Social Responsibility Meets Supply: You Can Take the Lead
ISM's 89th Annual International Supply Management Conference
Roberta J. Duffy
Craig R. Carter
Assistant Professor of Supply Management
University of Nevada
Barbara B. Lang
President and CEO
DC Chamber of Commerce
Following the Sunday keynote address that kicked off ISM's Social Responsibility initiative, a breakout session, facilitated by two members of the ISM Social Responsibility Committee, detailed the seven ISM Principles of Social Responsibility, the audit available on the ISM Web site, and the baseline study conducted related to the audit.

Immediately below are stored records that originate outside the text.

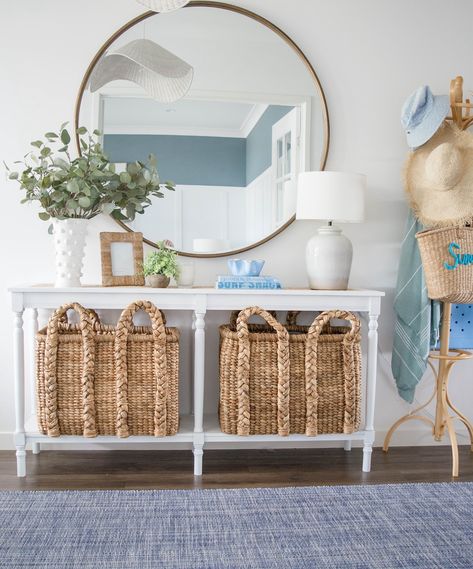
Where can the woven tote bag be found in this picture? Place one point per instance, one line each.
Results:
(447, 258)
(94, 379)
(277, 379)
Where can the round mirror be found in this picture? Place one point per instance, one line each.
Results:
(232, 110)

The presenters then asked the audience in attendance for feedback on the initiative and the principles. The discussion sparked some interesting points, with many agreeing that it's a complex issue with no easy answers. On the surface, it's easy to recognize that the principles make logical sense; it's when one starts pondering all the nuances of some of the principles that we see how complex the topic is.
For example, on the topic of human rights, one audience member commented on a situation faced in his company. In a different region of the world, where the company had operations, it was paying wages to workers that was far above minimum wage and actually gave workers a very favorable income, relative to other wages paid in the region. However, when compared to standards in the United States, the wages appeared low. How does one relate the situation appropriately to others in the company who might not be familiar with that region's standards?
Another example that illustrates just how complex these issues can be … in some cultures, it's not uncommon for a worker's family to visit him onsite, in this case, a construction site. How does a firm balance a desire to respect this culture and an employee's wishes with a desire to maintain safety considerations?
It's clear from these thought-provoking discussions that ISM's decision to establish principles for the profession is a timely and welcomed move. The ensuing dialogues and resources that will be available will be an asset to any supply manager.